Zwroty w sadze transferowej Jessego Lingarda wydają się nie mieć końca. Aktualnie piłkarz jest bliski dołączenia do Nottingham Forest.
W ostatnich dniach wydawało się, że Jesse jest blisko West Hamu. London Stadium było preferowanym kierunkiem piłkarza, ale nadal pozostawał on nieugięty jeśli chodzi o swoje bardzo wysokie oczekiwania zarobkowe (mówi się o tygodniówce 180k funtów oraz wielomilionowej prowizji za podpis). Dał West Hamowi priorytet pod warunkiem, że Młoty spełnią jego finansowe wymagania. Klub nie chce tworzyć kominów płacowych i nie planuje zrobić dla Lingarda wyjątku, mimo, że jest on celem nr 1 Davida Moyesa.
Dość niespodziewanie, do gry o podpis 29-letniego Anglika włączyło się Nottingham Forest, które jest gotów zaoferować mu horendalne zarobki jakich oczekuje. Aktualnie wygląda na to, że Jesse dołączy do beniaminka Premier League.

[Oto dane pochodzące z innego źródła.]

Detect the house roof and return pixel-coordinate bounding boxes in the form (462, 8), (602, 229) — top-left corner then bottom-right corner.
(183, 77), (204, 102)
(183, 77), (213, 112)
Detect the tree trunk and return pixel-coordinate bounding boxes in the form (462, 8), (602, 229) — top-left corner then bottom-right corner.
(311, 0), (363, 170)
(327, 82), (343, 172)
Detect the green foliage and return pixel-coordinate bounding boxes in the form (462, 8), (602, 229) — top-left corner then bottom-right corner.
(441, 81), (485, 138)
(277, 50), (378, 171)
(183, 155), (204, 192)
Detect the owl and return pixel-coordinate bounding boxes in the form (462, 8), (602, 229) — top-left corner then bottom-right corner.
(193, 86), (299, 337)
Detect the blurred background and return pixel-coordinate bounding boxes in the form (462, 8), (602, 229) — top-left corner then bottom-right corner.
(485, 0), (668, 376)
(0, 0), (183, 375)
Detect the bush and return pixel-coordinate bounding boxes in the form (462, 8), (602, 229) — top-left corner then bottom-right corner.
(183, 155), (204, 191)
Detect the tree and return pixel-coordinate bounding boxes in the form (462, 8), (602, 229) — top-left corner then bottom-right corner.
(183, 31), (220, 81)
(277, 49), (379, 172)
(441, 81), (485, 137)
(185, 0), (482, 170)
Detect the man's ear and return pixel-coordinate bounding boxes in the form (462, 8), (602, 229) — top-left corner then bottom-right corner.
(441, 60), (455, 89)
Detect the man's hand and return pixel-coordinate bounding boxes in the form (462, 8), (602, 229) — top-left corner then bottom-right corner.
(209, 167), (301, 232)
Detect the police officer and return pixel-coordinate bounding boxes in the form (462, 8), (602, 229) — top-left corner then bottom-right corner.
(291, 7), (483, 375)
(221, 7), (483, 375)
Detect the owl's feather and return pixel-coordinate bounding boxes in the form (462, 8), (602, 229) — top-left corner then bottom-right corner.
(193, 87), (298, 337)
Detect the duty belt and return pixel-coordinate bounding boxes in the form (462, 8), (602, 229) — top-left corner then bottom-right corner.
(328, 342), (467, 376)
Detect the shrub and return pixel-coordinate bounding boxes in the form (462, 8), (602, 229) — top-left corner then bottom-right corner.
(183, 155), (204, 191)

West Ham odebrał całą sytuację (oraz poprzedzające ją długie miesiące problematycznych negocjacji i gierek agentów) jako policzek i jasny komunikat, że dla piłkarza liczą się wyłącznie pieniądze a nie walka o sukces w lidze i Europie czy o miejsce w kadrze.
Czy to już koniec największej sagi transferowej klubu w ostatnich latach?